Yine onlardan günahların affını, kalplere hidayet etmelerini, sıkıntı ve hacetleri gidermelerini istemek bunlara örnek olarak gösterilebilir.
Allah-u Teâlâ şöyle buyuruyor:
"Size, melekleri ve nebileri rabler edinmenizi emretmez. Siz müslüman olduktan sonra hiç size küfrü emreder mi?" (Ali İmran: 80)
Allah-u Teâlâ bu ayette, melek ve nebileri rab edinmenin küfür olduğunu bildirmiştir." (Fetvalar c: 1 s: 124)


Özet olarak şöyle diyorum:
Sadece Allah-u Teâlâ'ya ait olan özellik ve sıfatlar vardır.
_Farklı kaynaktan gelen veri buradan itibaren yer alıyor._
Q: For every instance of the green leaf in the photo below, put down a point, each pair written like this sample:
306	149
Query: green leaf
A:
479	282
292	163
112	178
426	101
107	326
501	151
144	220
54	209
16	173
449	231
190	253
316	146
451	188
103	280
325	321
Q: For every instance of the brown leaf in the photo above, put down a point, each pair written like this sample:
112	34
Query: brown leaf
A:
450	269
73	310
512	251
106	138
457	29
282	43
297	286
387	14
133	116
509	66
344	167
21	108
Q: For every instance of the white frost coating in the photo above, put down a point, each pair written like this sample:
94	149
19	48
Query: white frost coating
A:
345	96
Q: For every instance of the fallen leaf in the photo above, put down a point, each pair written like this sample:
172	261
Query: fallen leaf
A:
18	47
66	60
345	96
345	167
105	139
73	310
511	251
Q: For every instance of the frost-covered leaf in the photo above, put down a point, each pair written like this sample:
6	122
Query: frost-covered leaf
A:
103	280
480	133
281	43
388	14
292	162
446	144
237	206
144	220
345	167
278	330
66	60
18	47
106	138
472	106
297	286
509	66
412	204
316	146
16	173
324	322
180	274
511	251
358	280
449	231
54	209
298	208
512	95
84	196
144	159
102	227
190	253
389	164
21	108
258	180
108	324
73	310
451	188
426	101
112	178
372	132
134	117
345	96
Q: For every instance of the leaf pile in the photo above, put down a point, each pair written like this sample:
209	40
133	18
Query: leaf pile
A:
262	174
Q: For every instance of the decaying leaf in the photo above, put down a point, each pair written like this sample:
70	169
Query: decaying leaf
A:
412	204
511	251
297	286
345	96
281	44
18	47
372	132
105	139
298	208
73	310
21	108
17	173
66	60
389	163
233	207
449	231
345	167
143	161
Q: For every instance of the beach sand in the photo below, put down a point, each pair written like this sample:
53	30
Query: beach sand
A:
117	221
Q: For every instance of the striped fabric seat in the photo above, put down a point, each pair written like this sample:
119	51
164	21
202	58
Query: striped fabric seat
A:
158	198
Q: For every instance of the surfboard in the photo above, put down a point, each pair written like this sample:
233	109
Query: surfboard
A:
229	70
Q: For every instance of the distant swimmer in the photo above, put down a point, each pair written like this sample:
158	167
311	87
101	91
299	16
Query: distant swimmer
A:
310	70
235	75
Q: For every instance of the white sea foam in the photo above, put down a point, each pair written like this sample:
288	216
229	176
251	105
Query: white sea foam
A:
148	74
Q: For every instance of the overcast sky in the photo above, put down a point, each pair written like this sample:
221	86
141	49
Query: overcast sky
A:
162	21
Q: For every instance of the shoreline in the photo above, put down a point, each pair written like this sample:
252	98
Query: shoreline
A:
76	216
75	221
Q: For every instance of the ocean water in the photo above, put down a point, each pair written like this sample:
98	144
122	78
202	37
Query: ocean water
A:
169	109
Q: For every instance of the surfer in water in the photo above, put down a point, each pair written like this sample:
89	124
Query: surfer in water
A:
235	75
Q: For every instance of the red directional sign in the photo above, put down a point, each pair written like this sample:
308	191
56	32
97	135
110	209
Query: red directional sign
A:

Bu özellik ve sıfatlarda yaratılmış olan hiçbir şey O’na ortak olamaz.
Allah-u Teâlâ şöyle buyuruyor:
"O’nun benzeri bir şey yoktur ve O, işitendir, görendir." (Şura: 11)
(Bu ayet, sadece Allah-u Teâlâ'ya ait olan sıfat ve özelliklerin kendisinde olduğunu iddia edenlerin iddiasının batıl olduğunu açıkça göstermektedir. Maalesef bu ayet bu konulara delil olduğu halde unutulmakta ve sadece mücessimelere (Allah-u Teâlâ'yı mahlukata benzetenlere) reddiye olarak kullanılmaktadır.)
Allah-u Teâlâ ibadete layık tek ilahın kendisi olduğunu, geniş manadaki bütün ibadetlerin ve ibadetlerin her çeşidinin sadece kendisine yapılmasını ve kendisinden başka hiç bir şeye ibadet edilmemesi gerektiğini bildirmiştir.
Allah-u Teâlâ şöyle buyuruyor:
"De ki: "Namazım, kestiğim kurban, hayatım ve ölümüm Alemlerin rabbi olan Allah içindir. O’nun hiçbir ortağı yoktur." (En’am: 162)

Bütün bu açıklamalara göre;

Özelliği, mertebesi ve sıfatı ne olursa olsun sadece Allah-u Teâlâ'ya ait olan özellik ve sıfatlardan herhangi birisinin kendisinde de bulunduğunu iddia eden bir kimse, bu yaptığıyla ilahlık iddiasında bulunmuş, kendisini Allah-u Teâlâ'ya denk ve ortak koşmuştur.
Her kim böyle iddia eden kişinin iddiasını kabul eder veya ona rıza gösterir veya bu iddiasında ona bağlanırsa onu Allah-u Teâlâ'dan başka ilah edinmiş ve ona ibadet etmiş olur.
Sana bu anlatılanları şayet iyi anlamışsan, şüphesiz ki tagutun manasını, çeşitlerini ve onlara karşı ne yapman gerektiğini daha kolay anlarsın.